Long-term combination of dutasteride with drugs that are potent inhibitors of the enzyme CYP3A4 (eg, ritonavir, indinavir, nefazodone, itraconazole, ketoconazole administered orally) may increase serum concentrations of dutasteride. Further inhibition of 5-alpha-reductase at increased dutasteride exposure, is not likely. However, a reduction of the dutasteride dosing frequency can be considered if side effects are noted. It should be noted that in the case of enzyme inhibition, the long half-life may be further prolonged and it can take more than 6 months of concurrent therapy before a new steady-state is reached.
Administration of 12 g colestyramine one hour before a 5 mg single dose of dutasteride did not affect the pharmacokinetics of dutasteride.

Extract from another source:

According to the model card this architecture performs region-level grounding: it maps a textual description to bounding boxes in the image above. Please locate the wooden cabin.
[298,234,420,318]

Effects of Dutasteride on the Pharmacokinetics of Other Drugs: Dutasteride has no effect on the pharmacokinetics of warfarin or digoxin. This indicates that dutasteride does not inhibit/induce CYP2C9 or the transporter P-glycoprotein. In vitro interaction studies indicate that dutasteride does not inhibit the enzyme CYP1A2, CYP2D6, CYP2C9, CYP2C19 or CYP3A4.
In a small study (N=24) of two weeks duration in healthy men, dutasteride (0.5 mg daily) had no effect on the pharmacokinetics of tamsulosin or terazosin. There was also no indication of a pharmacodynamic interaction in this study.